Тот беспомощно потер лоб и не ответил. Профессор часто задышал, хмурясь, и начал разыскивать фамилии в списке.
- Отнимать время с такой подготовкой... - сказал он, надевая пенсне и высоко поднимая брови. - Я лично этого не понимаю. Надо серьезнее относиться к предмету. Можете идти... Семенов и Блауд!
Двое новых встали и подошли к столу. Курчавый все еще стоял, шевеля пальцами, его полное лицо медленно наливалось кровью. Он сделал шаг к двери и вдруг повернулся к профессору.
- Какое вы имеете право? - приглушенным голосом сказал он, нагибаясь через стол. - Вы не имеете права... нотации читать. Не ваше дело!
Он постоял, ожидая ответа, потом повернулся и ушел, хлопнув тяжелой дверью. В комнате молчали. Профессор снял пенсне и криво улыбнулся, потом, нацелясь карандашом, отметил что-то в списке.
Первый час Безайс волновался, потом устал и равнодушно смотрел на профессора, на отвечающих, слушал их голоса, не вдумываясь, и ждал, когда это кончится.
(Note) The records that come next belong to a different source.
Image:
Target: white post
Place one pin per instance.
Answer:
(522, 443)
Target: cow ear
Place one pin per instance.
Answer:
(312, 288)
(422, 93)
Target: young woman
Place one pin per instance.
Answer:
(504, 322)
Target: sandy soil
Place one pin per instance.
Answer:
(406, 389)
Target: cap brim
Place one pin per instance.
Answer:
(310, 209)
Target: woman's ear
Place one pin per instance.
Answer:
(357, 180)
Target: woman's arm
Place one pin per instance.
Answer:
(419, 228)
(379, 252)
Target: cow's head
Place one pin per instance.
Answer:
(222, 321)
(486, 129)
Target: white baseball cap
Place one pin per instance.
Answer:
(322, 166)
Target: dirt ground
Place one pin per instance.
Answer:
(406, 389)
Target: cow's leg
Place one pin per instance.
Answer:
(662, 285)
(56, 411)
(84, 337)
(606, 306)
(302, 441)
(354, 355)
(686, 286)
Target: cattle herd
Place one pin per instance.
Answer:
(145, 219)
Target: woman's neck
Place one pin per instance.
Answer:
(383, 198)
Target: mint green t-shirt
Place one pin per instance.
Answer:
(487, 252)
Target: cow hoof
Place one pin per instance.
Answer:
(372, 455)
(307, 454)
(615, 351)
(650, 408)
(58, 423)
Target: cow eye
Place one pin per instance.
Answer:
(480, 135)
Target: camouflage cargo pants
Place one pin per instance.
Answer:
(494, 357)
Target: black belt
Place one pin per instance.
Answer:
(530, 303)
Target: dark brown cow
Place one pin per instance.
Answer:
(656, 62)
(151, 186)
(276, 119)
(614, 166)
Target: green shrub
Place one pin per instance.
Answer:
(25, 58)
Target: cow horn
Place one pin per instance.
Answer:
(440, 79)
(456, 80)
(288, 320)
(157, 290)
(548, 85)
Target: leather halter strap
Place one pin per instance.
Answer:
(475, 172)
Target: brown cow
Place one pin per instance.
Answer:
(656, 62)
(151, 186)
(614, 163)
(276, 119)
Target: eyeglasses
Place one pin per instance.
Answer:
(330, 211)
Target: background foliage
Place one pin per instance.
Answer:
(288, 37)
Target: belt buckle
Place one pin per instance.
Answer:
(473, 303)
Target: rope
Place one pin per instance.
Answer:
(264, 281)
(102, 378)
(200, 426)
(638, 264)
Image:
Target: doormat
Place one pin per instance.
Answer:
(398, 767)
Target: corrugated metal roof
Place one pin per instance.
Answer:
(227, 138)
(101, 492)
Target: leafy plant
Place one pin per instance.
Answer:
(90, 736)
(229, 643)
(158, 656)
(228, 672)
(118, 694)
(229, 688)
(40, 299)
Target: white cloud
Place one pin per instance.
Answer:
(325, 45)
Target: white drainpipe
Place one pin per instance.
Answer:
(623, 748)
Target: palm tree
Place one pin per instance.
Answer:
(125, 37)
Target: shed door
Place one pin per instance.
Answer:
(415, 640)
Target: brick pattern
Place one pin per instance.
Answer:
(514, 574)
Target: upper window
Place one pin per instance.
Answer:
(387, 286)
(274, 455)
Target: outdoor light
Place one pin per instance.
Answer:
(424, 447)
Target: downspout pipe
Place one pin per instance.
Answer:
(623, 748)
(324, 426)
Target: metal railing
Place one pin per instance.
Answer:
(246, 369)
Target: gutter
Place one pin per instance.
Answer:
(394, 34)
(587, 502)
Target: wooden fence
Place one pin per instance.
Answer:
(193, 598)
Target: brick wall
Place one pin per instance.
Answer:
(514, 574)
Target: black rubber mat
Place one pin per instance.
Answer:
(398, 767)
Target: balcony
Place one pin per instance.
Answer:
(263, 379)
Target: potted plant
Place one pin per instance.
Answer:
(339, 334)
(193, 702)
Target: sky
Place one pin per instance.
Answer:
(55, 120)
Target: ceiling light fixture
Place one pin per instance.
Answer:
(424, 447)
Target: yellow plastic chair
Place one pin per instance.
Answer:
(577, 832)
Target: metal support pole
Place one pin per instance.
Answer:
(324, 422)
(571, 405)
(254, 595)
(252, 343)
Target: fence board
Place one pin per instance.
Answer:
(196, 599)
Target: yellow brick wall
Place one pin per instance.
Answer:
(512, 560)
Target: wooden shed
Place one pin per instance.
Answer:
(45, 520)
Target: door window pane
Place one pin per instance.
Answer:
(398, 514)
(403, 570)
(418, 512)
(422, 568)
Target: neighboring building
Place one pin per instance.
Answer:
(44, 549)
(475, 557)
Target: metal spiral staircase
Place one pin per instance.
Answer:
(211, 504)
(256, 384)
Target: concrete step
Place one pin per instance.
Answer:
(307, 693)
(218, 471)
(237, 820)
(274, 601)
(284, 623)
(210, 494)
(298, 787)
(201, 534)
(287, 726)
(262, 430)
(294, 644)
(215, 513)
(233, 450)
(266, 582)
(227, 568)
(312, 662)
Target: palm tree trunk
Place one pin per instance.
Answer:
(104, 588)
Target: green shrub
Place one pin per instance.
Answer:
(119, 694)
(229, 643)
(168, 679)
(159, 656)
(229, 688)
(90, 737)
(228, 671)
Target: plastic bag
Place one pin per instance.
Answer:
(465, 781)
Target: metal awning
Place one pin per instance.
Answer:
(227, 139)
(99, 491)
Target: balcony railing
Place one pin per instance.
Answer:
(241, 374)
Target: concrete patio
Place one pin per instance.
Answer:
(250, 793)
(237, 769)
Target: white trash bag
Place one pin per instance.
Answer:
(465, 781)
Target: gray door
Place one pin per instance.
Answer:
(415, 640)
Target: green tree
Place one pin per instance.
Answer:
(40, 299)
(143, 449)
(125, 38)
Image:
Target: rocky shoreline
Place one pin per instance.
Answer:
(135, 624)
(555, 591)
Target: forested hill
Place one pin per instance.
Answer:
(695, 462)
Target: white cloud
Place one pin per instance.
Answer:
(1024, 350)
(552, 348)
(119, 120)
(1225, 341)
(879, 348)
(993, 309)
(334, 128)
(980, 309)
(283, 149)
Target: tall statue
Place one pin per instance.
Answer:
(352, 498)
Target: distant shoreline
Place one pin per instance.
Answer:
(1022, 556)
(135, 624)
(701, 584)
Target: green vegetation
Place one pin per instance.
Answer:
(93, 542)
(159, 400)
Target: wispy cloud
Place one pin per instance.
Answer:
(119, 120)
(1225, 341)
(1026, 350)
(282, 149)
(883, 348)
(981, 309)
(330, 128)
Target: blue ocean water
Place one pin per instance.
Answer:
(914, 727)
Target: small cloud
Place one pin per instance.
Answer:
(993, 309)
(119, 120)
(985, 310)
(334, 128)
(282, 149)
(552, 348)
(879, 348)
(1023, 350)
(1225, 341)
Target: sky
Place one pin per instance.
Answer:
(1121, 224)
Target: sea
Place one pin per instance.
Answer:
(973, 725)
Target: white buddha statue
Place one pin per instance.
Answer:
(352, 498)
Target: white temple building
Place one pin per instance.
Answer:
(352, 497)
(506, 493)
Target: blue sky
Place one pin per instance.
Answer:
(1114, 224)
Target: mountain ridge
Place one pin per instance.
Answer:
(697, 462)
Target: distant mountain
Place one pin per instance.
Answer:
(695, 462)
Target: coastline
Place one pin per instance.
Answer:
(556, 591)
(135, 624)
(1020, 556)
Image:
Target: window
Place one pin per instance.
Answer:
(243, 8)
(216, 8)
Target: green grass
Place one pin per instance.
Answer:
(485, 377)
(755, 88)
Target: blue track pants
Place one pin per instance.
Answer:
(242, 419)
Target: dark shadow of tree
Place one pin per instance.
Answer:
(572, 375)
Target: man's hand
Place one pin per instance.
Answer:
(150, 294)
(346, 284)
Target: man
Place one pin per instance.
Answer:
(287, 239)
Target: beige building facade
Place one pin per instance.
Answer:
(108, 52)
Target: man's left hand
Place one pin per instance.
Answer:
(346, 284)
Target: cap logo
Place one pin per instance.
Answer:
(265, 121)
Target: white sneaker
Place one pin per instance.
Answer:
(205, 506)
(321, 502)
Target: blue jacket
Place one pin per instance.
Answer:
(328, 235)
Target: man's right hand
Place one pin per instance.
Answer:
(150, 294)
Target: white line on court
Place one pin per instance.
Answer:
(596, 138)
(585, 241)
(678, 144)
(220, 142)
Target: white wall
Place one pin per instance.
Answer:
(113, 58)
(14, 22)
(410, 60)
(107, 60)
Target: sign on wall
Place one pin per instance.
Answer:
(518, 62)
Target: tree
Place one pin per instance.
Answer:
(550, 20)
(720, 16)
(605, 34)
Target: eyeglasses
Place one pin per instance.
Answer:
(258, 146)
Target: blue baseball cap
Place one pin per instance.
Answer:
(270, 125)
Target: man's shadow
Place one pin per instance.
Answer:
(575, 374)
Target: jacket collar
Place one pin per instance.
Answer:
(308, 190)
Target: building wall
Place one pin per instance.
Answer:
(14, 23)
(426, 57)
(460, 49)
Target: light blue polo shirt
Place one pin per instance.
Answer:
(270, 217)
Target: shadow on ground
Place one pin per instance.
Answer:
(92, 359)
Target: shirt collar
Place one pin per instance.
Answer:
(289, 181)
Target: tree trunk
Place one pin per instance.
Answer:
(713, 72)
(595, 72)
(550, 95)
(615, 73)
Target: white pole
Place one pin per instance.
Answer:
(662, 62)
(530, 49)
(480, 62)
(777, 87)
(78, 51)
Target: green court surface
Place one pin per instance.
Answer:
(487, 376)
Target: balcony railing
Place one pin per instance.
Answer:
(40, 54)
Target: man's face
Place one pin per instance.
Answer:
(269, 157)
Чтобы скрасить ожидание, он перечитывал надписи на стенах, ловил мух и старался только, чтобы с лица не сходило задумчивое и несколько грустное выражение, которое казалось ему самым приличным для человека в его положении. Когда же в тишине комнаты раздалось неожиданно: "Безайс и Коломийцев!" - он вздрогнул всем телом.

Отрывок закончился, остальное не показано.